RGPD : qu’est-ce qu’une « copie » ? Et qu’est-ce qu’une « information » ?

La CJUE, dans l’affaire C-487/21, Österreichische Datenschutzbehörde et CRIF, a défini ce que sont, en droit du RGPD, les notions d’information et de copie. La Cour a précisé à cette occasion que le droit d’obtenir une « copie » des données à caractère personnel implique qu’il soit remis à la personne concernée une reproduction fidèle et intelligible de toutes ces données.

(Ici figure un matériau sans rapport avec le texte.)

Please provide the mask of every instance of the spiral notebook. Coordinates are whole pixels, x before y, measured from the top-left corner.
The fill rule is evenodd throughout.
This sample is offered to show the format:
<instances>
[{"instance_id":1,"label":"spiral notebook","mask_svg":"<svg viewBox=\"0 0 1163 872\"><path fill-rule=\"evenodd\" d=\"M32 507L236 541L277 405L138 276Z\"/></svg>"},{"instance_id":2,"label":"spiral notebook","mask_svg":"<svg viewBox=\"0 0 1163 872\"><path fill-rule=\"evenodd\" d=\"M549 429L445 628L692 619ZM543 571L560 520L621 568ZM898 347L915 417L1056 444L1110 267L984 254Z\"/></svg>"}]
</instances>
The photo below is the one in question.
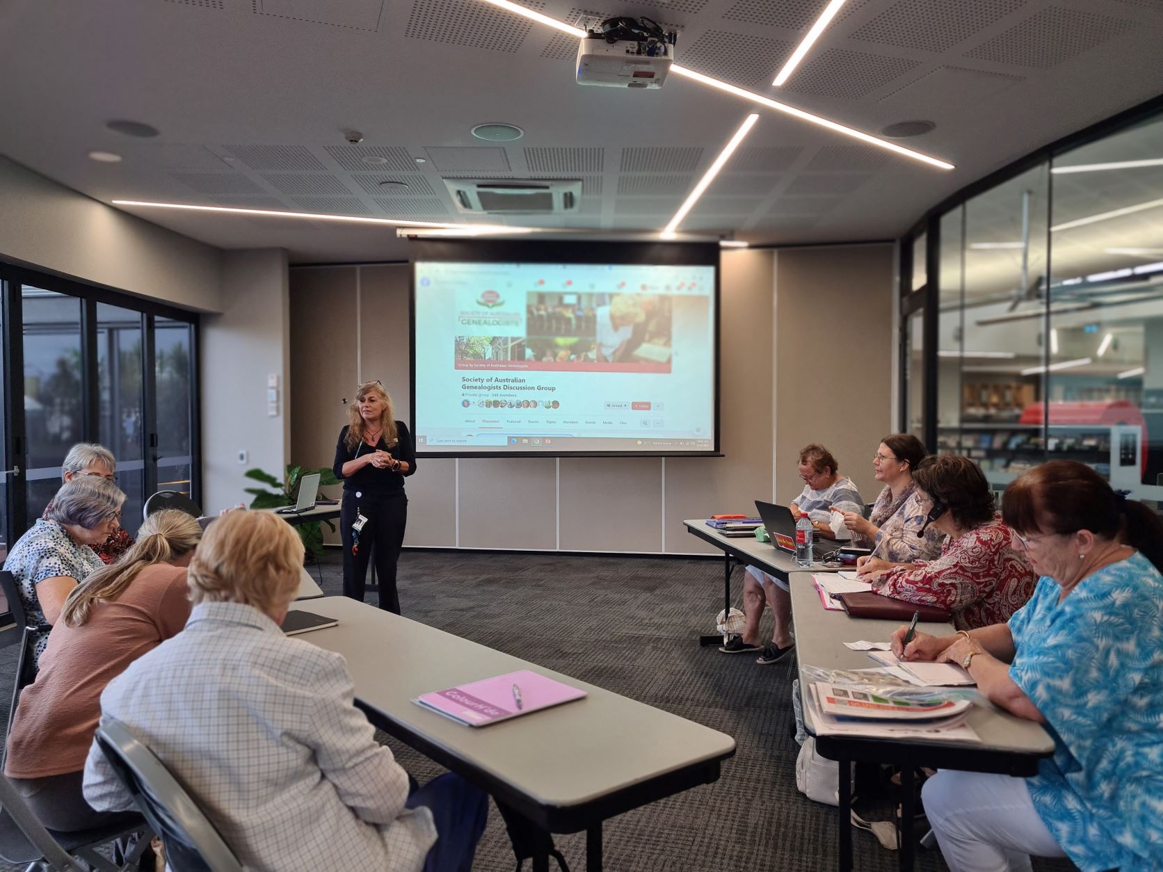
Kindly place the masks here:
<instances>
[{"instance_id":1,"label":"spiral notebook","mask_svg":"<svg viewBox=\"0 0 1163 872\"><path fill-rule=\"evenodd\" d=\"M413 702L469 727L485 727L572 702L585 695L585 691L577 687L529 670L520 670L458 687L433 691Z\"/></svg>"}]
</instances>

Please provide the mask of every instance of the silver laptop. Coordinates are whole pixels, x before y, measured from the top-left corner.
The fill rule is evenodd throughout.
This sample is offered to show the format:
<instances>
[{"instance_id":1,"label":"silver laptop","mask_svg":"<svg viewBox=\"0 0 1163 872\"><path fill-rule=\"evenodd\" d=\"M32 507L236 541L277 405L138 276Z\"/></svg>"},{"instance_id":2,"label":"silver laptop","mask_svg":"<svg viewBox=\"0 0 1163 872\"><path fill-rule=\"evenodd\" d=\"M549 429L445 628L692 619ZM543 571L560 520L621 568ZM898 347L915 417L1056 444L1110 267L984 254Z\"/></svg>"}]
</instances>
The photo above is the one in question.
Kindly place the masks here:
<instances>
[{"instance_id":1,"label":"silver laptop","mask_svg":"<svg viewBox=\"0 0 1163 872\"><path fill-rule=\"evenodd\" d=\"M280 515L297 515L300 512L315 508L315 500L319 498L319 479L317 472L304 476L299 480L299 500L295 505L274 510Z\"/></svg>"}]
</instances>

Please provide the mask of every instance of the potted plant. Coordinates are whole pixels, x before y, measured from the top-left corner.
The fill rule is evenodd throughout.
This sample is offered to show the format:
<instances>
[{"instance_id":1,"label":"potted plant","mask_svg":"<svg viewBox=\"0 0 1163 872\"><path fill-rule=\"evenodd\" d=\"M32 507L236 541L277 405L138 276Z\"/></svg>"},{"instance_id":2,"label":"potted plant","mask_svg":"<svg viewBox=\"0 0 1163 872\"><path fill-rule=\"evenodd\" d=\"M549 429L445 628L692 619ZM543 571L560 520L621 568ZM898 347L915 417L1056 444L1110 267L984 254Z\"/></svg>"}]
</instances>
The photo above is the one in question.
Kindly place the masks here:
<instances>
[{"instance_id":1,"label":"potted plant","mask_svg":"<svg viewBox=\"0 0 1163 872\"><path fill-rule=\"evenodd\" d=\"M247 470L247 478L261 481L262 484L274 488L273 491L269 491L263 487L245 488L247 493L254 494L255 498L250 501L250 508L279 508L281 506L293 506L295 500L299 499L299 484L302 481L302 477L309 476L312 472L319 473L320 487L340 484L340 480L335 478L335 473L327 466L322 466L317 470L306 470L302 466L287 464L286 478L283 481L279 481L274 478L274 476L271 476L269 472L263 472L262 470ZM321 523L326 523L329 528L331 528L331 533L335 533L335 524L330 521L308 521L307 523L295 524L299 538L302 539L304 551L306 551L306 556L312 559L315 559L323 553L323 528L320 527Z\"/></svg>"}]
</instances>

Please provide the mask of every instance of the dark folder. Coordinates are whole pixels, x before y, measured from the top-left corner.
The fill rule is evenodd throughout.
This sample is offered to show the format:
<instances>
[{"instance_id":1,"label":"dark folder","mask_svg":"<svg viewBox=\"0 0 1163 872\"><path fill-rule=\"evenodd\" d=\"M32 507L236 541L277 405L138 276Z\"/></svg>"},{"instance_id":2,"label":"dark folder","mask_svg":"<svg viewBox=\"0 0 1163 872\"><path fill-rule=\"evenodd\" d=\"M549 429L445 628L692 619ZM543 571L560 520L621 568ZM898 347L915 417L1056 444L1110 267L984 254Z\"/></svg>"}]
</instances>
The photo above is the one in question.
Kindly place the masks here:
<instances>
[{"instance_id":1,"label":"dark folder","mask_svg":"<svg viewBox=\"0 0 1163 872\"><path fill-rule=\"evenodd\" d=\"M298 636L300 632L312 630L326 630L328 627L337 627L338 621L334 617L323 617L313 612L287 612L283 619L283 632L287 636Z\"/></svg>"},{"instance_id":2,"label":"dark folder","mask_svg":"<svg viewBox=\"0 0 1163 872\"><path fill-rule=\"evenodd\" d=\"M922 606L918 602L898 600L896 596L882 596L871 591L858 593L841 593L836 595L844 612L850 617L871 617L876 621L900 621L908 623L913 613L920 612L922 621L944 623L949 620L949 610L936 606Z\"/></svg>"}]
</instances>

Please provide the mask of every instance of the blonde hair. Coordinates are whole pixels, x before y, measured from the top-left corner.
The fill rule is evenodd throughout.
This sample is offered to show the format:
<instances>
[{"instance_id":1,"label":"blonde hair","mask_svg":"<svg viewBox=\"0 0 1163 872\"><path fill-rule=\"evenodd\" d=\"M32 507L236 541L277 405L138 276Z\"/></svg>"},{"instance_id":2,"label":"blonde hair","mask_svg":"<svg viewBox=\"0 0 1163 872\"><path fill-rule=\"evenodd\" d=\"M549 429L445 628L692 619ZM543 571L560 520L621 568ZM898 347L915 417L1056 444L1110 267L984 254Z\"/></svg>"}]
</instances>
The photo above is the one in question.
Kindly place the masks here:
<instances>
[{"instance_id":1,"label":"blonde hair","mask_svg":"<svg viewBox=\"0 0 1163 872\"><path fill-rule=\"evenodd\" d=\"M348 451L355 451L356 445L363 442L364 420L363 415L359 414L359 403L363 398L371 393L379 394L379 399L384 401L384 410L379 415L379 424L384 428L384 444L392 448L399 442L395 434L395 406L392 403L392 398L387 395L387 391L378 381L364 381L356 391L355 402L348 406L348 437L344 439Z\"/></svg>"},{"instance_id":2,"label":"blonde hair","mask_svg":"<svg viewBox=\"0 0 1163 872\"><path fill-rule=\"evenodd\" d=\"M186 572L190 601L241 602L270 614L299 589L302 542L270 512L227 512L206 529Z\"/></svg>"},{"instance_id":3,"label":"blonde hair","mask_svg":"<svg viewBox=\"0 0 1163 872\"><path fill-rule=\"evenodd\" d=\"M178 509L155 512L137 531L137 542L110 566L102 566L70 591L60 609L65 627L88 621L94 602L120 596L147 566L180 560L198 548L202 528L198 519Z\"/></svg>"}]
</instances>

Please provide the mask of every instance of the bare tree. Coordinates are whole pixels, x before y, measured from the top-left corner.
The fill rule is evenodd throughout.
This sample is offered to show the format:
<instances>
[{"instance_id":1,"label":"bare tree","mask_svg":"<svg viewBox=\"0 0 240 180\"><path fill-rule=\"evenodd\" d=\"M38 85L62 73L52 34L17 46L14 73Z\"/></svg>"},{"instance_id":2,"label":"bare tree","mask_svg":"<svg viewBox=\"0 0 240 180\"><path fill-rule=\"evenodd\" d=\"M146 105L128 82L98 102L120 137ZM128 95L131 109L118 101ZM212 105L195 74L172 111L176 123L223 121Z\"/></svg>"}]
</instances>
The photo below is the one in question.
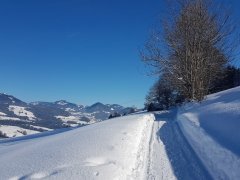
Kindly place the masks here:
<instances>
[{"instance_id":1,"label":"bare tree","mask_svg":"<svg viewBox=\"0 0 240 180\"><path fill-rule=\"evenodd\" d=\"M211 9L210 0L176 0L162 31L155 31L141 52L142 60L167 74L187 100L201 101L229 62L233 25L227 11ZM216 8L215 8L216 9Z\"/></svg>"}]
</instances>

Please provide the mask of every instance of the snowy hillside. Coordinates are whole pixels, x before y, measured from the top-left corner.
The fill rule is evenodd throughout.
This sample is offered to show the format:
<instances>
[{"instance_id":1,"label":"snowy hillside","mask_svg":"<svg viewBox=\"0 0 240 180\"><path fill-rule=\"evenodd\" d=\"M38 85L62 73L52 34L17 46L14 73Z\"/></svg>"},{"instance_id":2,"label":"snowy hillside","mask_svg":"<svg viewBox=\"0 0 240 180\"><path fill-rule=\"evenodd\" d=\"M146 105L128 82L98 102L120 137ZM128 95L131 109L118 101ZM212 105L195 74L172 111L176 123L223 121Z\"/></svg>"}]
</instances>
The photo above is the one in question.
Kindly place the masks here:
<instances>
[{"instance_id":1,"label":"snowy hillside","mask_svg":"<svg viewBox=\"0 0 240 180\"><path fill-rule=\"evenodd\" d=\"M0 179L138 179L153 115L116 118L0 143Z\"/></svg>"},{"instance_id":2,"label":"snowy hillside","mask_svg":"<svg viewBox=\"0 0 240 180\"><path fill-rule=\"evenodd\" d=\"M128 114L125 112L130 110L102 103L85 107L65 100L25 103L13 96L0 94L0 138L84 126L106 120L114 112Z\"/></svg>"},{"instance_id":3,"label":"snowy hillside","mask_svg":"<svg viewBox=\"0 0 240 180\"><path fill-rule=\"evenodd\" d=\"M240 179L240 87L185 105L177 119L215 179Z\"/></svg>"},{"instance_id":4,"label":"snowy hillside","mask_svg":"<svg viewBox=\"0 0 240 180\"><path fill-rule=\"evenodd\" d=\"M0 179L240 179L240 88L179 109L0 141Z\"/></svg>"}]
</instances>

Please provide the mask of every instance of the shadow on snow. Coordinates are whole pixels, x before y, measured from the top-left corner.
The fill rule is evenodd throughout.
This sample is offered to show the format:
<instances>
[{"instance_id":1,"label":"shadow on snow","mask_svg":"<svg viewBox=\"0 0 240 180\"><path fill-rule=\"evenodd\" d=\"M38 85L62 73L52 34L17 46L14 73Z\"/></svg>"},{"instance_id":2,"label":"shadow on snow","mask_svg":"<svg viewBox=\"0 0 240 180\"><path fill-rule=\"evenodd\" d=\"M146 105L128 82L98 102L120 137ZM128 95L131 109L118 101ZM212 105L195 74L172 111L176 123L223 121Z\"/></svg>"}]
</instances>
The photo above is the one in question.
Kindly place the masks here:
<instances>
[{"instance_id":1,"label":"shadow on snow","mask_svg":"<svg viewBox=\"0 0 240 180\"><path fill-rule=\"evenodd\" d=\"M155 114L156 121L165 122L157 136L165 145L175 176L180 180L212 179L182 134L174 120L175 115L176 110Z\"/></svg>"}]
</instances>

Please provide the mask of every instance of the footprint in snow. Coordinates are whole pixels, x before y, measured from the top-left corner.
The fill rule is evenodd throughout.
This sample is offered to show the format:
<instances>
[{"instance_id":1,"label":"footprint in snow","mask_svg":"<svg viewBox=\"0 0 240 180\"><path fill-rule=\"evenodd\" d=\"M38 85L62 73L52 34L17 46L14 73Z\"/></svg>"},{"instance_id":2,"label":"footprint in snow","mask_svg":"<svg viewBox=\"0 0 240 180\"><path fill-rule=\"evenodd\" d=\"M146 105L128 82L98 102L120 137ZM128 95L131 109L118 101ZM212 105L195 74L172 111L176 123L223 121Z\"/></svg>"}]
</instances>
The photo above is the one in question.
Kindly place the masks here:
<instances>
[{"instance_id":1,"label":"footprint in snow","mask_svg":"<svg viewBox=\"0 0 240 180\"><path fill-rule=\"evenodd\" d=\"M96 166L103 166L103 165L109 165L109 164L116 164L114 161L109 161L104 157L94 157L94 158L88 158L85 160L85 166L89 167L96 167Z\"/></svg>"}]
</instances>

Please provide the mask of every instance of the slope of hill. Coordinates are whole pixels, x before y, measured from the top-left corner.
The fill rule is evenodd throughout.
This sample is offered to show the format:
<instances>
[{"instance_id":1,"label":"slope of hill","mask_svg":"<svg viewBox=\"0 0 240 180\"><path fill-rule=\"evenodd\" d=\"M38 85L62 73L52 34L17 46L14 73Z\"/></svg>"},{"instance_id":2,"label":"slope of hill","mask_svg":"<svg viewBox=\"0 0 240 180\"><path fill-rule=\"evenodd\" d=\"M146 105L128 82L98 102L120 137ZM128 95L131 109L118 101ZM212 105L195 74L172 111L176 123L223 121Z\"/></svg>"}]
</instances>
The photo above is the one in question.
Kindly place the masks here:
<instances>
[{"instance_id":1,"label":"slope of hill","mask_svg":"<svg viewBox=\"0 0 240 180\"><path fill-rule=\"evenodd\" d=\"M0 94L0 138L92 124L108 119L120 105L96 103L84 107L60 100L25 103L13 96Z\"/></svg>"},{"instance_id":2,"label":"slope of hill","mask_svg":"<svg viewBox=\"0 0 240 180\"><path fill-rule=\"evenodd\" d=\"M215 179L240 178L240 87L186 104L177 119Z\"/></svg>"},{"instance_id":3,"label":"slope of hill","mask_svg":"<svg viewBox=\"0 0 240 180\"><path fill-rule=\"evenodd\" d=\"M0 179L141 178L153 118L134 115L0 141Z\"/></svg>"},{"instance_id":4,"label":"slope of hill","mask_svg":"<svg viewBox=\"0 0 240 180\"><path fill-rule=\"evenodd\" d=\"M238 180L239 95L1 140L0 179Z\"/></svg>"}]
</instances>

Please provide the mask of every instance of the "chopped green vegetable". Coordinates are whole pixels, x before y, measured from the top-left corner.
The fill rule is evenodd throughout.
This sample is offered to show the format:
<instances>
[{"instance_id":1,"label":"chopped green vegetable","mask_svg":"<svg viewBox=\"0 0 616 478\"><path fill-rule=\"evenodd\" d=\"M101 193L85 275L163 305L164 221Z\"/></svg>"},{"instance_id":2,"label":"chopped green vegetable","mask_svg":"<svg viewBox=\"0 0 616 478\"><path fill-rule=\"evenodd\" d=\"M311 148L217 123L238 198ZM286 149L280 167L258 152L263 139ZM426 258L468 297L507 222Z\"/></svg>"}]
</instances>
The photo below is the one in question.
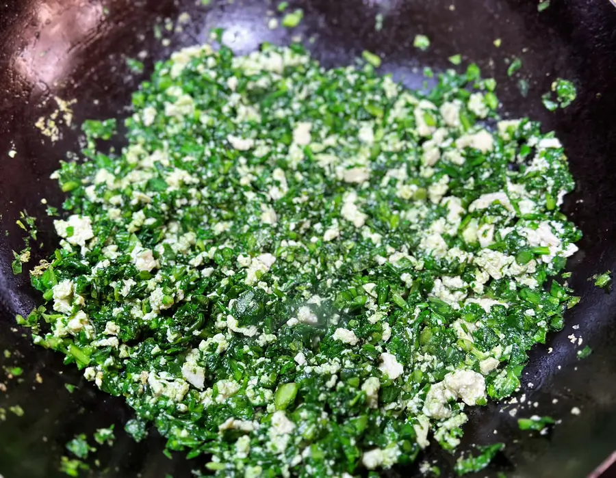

Ce droit implique celui d’obtenir la copie d’extraits de documents, voire de documents entiers, ou encore d’extraits de bases de données qui contiennent lesdites données, si cela est indispensable pour permettre à la personne concernée d’exercer effectivement les droits qui lui sont conférés par le RGPD. 


 

CRIF est une agence de renseignements commerciaux qui fournit, sur demande de ses clients, des informations concernant la solvabilité de tiers. À cette fin, elle a procédé au traitement de ses données à caractère personnel du requérant au principal, un particulier. Ce dernier a demandé à CRIF, sur le fondement du règlement général sur la protection des données (RGPD), à avoir accès aux données à caractère personnel le concernant. En outre, il a sollicité la fourniture d’une copie des documents, à savoir les courriers électroniques et les extraits de bases de données, contenant, entre autres, ses données, « dans un format technique standard ».

En réponse à cette demande, CRIF a transmis au requérant au principal, sous forme synthétique, la liste de ses données à caractère personnel faisant l’objet d’un traitement. Estimant que CRIF aurait dû lui transmettre une copie de l’ensemble des documents contenant ses données, tels les courriers électroniques et les extraits de bases de données, le requérant au principal a introduit une réclamation auprès de l’Österreichische Datenschutzbehörde (autorité autrichienne de protection des données). Il en a résulté un litige pour lequel une question préjudicielle a été posée par le Bundesverwaltungsgericht (tribunal administratif fédéral, Autriche).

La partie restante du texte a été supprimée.